On average, reference apps have the highest number of user reviews, perhaps this is heavily influenced by a few big players like Bible and Dictionary.com

## Most Popular Apps by Genre on Google Play

In [17]:
category_android = freq_table(android_final, 1)

for category in category_android:
    total = 0
    len_category = 0
    for app in android_final:
        category_app = app[1]
        if category_app == category:
            n_installs = app[5]
            n_installs = n_installs.replace(',', '')
            n_installs = n_installs.replace('+', '')
            total += float(n_installs)
            len_category += 1
            
    avg_n_installs = total / len_category
    print(category, ':', avg_n_installs)
        


ART_AND_DESIGN : 2005195.1612903227
AUTO_AND_VEHICLES : 647317.8170731707
BEAUTY : 513151.88679245283
BOOKS_AND_REFERENCE : 9465252.512315271
BUSINESS : 2245520.3811659194
COMICS : 934769.1666666666
COMMUNICATION : 90683100.55833334
DATING : 1164270.7356828193
EDUCATION : 5729276.315789473
ENTERTAINMENT : 19516734.69387755
EVENTS : 253542.22222222222
FINANCE : 2511355.6790830945
FOOD_AND_DRINK : 2190710.008
HEALTH_AND_FITNESS : 4869225.852307692
HOUSE_AND_HOME : 1917187.0568181819
LIBRARIES_AND_DEMO : 749950.119047619
LIFESTYLE : 1477863.44077135
GAME : 33048939.16116871
FAMILY : 5742274.952835485
MEDICAL : 147563.28813559323
SOCIAL : 48184458.56849315
SHOPPING : 12588522.03488372
PHOTOGRAPHY : 32218111.54952077
SPORTS : 4860918.563888889
TRAVEL_AND_LOCAL : 27921561.32520325
TOOLS : 14968685.586928105
PERSONALIZATION : 7508854.330097088
PRODUCTIVITY : 35794644.73232323
PARENTING : 542603.6206896552
WEATHER : 5747142.162162162
VIDEO_PLAYERS : 36385565.614035085
NEWS_AND_MAGAZINES : 2667

On average, communication apps in the Google Play data set have the highest number of user installations, perhaps this is heavily influenced by a few apps that have over a huge number of installs (Facebook, Whatsapp, Gmail, Google Chrome, etc.). 

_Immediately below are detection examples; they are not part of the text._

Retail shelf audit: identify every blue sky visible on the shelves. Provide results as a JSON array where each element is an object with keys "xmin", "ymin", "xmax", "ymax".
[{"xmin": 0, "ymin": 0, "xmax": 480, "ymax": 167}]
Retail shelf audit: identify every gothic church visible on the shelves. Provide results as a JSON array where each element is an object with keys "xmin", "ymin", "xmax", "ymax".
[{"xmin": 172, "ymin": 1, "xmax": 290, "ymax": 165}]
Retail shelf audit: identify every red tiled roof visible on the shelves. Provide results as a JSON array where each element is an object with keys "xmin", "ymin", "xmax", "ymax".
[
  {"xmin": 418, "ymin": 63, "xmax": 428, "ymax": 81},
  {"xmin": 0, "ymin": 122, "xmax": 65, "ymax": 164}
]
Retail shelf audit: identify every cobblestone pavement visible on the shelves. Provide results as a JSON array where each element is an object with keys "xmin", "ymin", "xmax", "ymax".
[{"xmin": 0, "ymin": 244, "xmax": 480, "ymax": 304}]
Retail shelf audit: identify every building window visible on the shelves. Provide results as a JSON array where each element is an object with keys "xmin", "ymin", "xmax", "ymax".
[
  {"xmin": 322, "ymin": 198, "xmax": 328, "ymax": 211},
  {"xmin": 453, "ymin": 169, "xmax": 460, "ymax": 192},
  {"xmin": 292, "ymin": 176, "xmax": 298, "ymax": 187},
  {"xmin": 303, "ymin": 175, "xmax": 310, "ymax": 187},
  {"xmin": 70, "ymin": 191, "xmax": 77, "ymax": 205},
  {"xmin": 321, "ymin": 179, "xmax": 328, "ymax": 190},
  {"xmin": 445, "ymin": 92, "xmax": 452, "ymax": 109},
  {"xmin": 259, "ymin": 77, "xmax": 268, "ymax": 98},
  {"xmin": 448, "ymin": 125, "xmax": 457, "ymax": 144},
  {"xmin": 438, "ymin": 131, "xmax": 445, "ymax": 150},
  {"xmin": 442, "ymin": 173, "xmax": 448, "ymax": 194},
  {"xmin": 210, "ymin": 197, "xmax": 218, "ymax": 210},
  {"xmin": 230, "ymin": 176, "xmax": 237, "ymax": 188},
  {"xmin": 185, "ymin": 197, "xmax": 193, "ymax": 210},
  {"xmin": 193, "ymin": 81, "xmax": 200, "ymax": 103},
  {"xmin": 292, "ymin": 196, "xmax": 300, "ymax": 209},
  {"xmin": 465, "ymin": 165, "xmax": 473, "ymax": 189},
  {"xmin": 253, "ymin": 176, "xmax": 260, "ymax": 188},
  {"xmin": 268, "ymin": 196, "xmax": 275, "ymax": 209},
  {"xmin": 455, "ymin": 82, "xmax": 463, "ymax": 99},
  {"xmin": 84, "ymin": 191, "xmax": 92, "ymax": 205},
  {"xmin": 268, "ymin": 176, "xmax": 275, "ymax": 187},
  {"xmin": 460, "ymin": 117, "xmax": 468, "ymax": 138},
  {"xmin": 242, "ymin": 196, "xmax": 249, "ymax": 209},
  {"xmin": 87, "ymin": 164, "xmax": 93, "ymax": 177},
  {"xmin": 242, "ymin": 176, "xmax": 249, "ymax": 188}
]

On the other hand Social apps follow (though by a wide margin) with close to 50,000,000 installs.

The books and reference genre looks fairly popular as well, with an average number of installs of 9,465,252. It's interesting since we found this genre has some potential to work well on the App Store, and our aim is to recommend an app genre that shows potential for being profitable on both the App Store and Google Play.

## Conclusion

In this project, we analyzed data about the App Store and Google Play mobile apps with the goal of recommending an app profile that can be profitable for both markets.

We concluded that taking a popular book and turning it into an app could be profitable for both the Google Play and the App Store markets. The markets are already full of libraries, so we need to add some special features besides the raw version of the book. This might include daily quotes from the book, an audio version of the book, quizzes on the book, a forum where people can discuss the book, etc.